Do some simplifications and you'll get a long-ass relation bw r(n) and r(n-1). Using that and the fact that r(1) is 4/9, let Mathematica do the rest.
>inb4 matlab
No

>>7230795
I used Möbius transformation on the complex plane

Anyway, the historical problem I was referring here >>7229968 was in fact Descartes' fourth circles problem (Descartes was the one who solved it), which you solved as a part of your solution.

Solution in general for a semicircle of radius R and triangle having gradient m, then radius of small circle is

r = R (m-1)/(1+sqrt(1+m^2))

For special case of R=1 and for an equilateral triangle m=sqrt(3) then r=(sqrt(3)-1)/3

>>7230855
But the poin of the problem is that the triangle is tangent to the bottom circle, the one with radius 1/2

It's up to you to find the gradient.

(which is 4/3)

>>7230859
yes I see. You are correct. Thank you for pointing this out.

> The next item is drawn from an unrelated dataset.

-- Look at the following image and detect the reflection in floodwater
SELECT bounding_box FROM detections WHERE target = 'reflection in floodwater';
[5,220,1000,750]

Insisting that the discriminant of the quadratic equation is zero for common roots(tangent point) leads naturally to a gradient m=4/3

Thanks ^__^

>>7230681
Overrated now that you said that.

>>7230906
A-are you solving that with analytic geometry?

final answer is 1/8.
-second degree equation stuff to get the height of the triangle (4/3)
-homothetic figures to get small circle radius to middle circle radius ratio

>>7227879
semicircle has a radius of 1 , the bigger circle has a radius of 0.5. To get the diameter of the smaller circle you would have to subtract the diameter of the bigger circle from the height of the equilateral triangle, so ((rad3)/2) ×2)-(1))/2 is the radius of the small circle

>>7232159
Can someone confirm this?

>>7232179
Yeah I can confirm it's wrong. The diameter of the small circle is NOT equivalent to the height of the triangle minus the diameter of the large circle, and there is no equilateral triangle.

See >>7228148

>>7232190
shit, wasn't an equilateral traingle after all.

>>7227879
Circumference of small circle = r of big circle ???

>>7232298
No???

>>7227879
Math is dumb.

>>7232338
1/16th* typos are dumb

>>7229828
How the fuck can a finite area contain infinite area you imbecile

>>7232668
Why is /sci/ so aggressive to those who don't know their maths?